This implementation supports multiple cards, each containing a processor and a cache, as described in [Goodman83]. The technique involves monitoring the bus for references to main storage. The contention for cache cycles between the processor and the bus is resolved by using two identical copies of the tag memory.

#### Introduction

Microprocessor systems today are frequently built using a standard bus structure to connect the printed circuit boards. Of these standard buses, by far the most popular is the Multibus or some variation, such as the proposed IEEE P796 standard. The typical configuration of a processor card in such a system includes, along with the processor, an amount of memory — typically up to 16K bytes of ROM and 32K bytes of RAM. Usually the RAM may be accessed by other bus masters through the bus, and so is additional memory contained in memory boards. However, the access rate over the bus is so low that even a single processor suffers a severe speed penalty unless it accesses its local memory nearly all the time.
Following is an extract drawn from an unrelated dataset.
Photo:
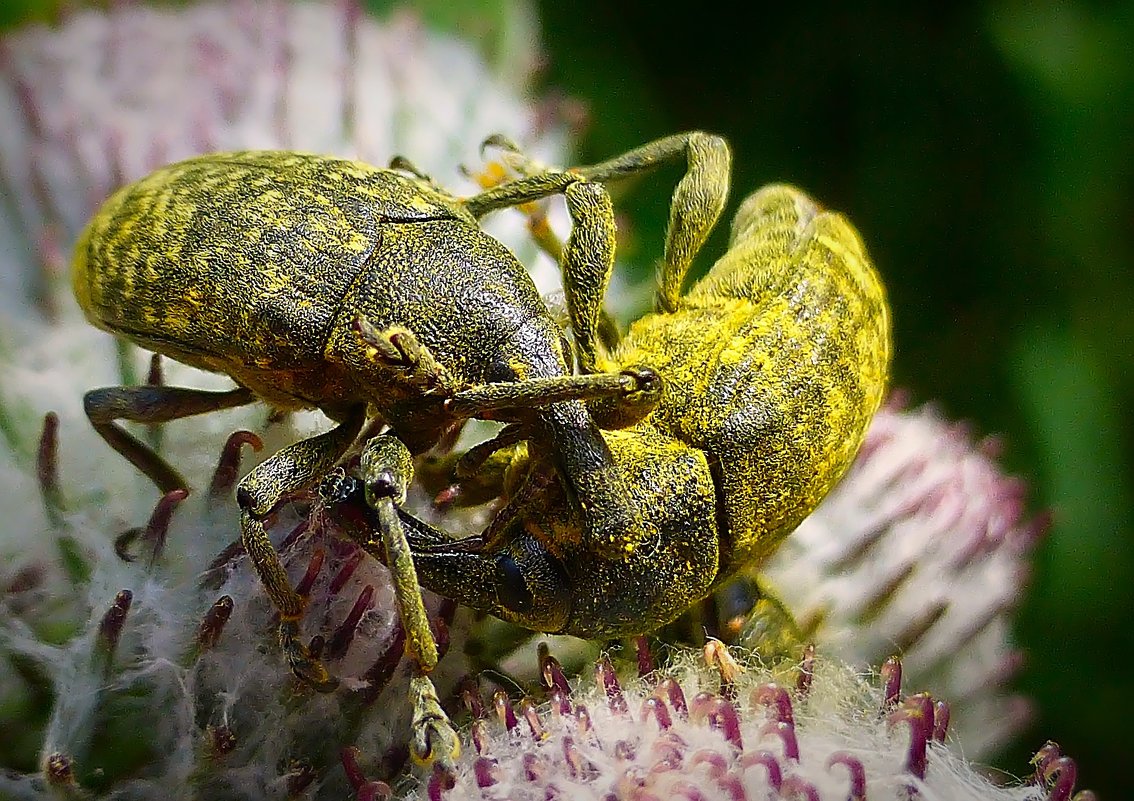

This organization has been shown to be effective in some environments: where for example, each processor is pre-assigned a fixed task. However, it has proved unsatisfactory in others, in particular when several processors attempt to share a common set of tasks. In such cases, it has been difficult to partition the set of tasks so that the number of accesses over the bus is kept low.

One way around this problem is to replace the local memory with cache memory. Caches, which have long been used on high performance computers [Liptay68], have been designed into many minicomputers[Bell78, DataG80], and are now starting to appear in microprocessor systems [Isaak82]. They work by taking advantage of the spatial and temporal locality observed in

memory references patterns, and even with a small cache, 90% or more of accesses are typically to data held in the cache.

When main storage has to be accessed, a cache exploits this spatial locality by fetching a block of words surrounding the accessed word, as neighboring locations are most likely to be referenced next. It exploits temporal locality in the way that it replaces entries in the cache — it aims at throwing out the items that will not be referenced for the longest time hence.

However, fetching large blocks of data into the cache each time results in highly undesirable surges in the transfer rate across the bus. It has recently been shown [Goodman83] that even if only temporal locality is primarily present but task switching is relatively infrequent, a cache can remain very effective by fetching very small blocks. We believe that this technique is applicable to microprocessor environments like the one above, provided we have a sufficient number of processor-cache pairs so that each processor may be assigned a single task. This approach, however, introduces a new problem, known as the stale data problem.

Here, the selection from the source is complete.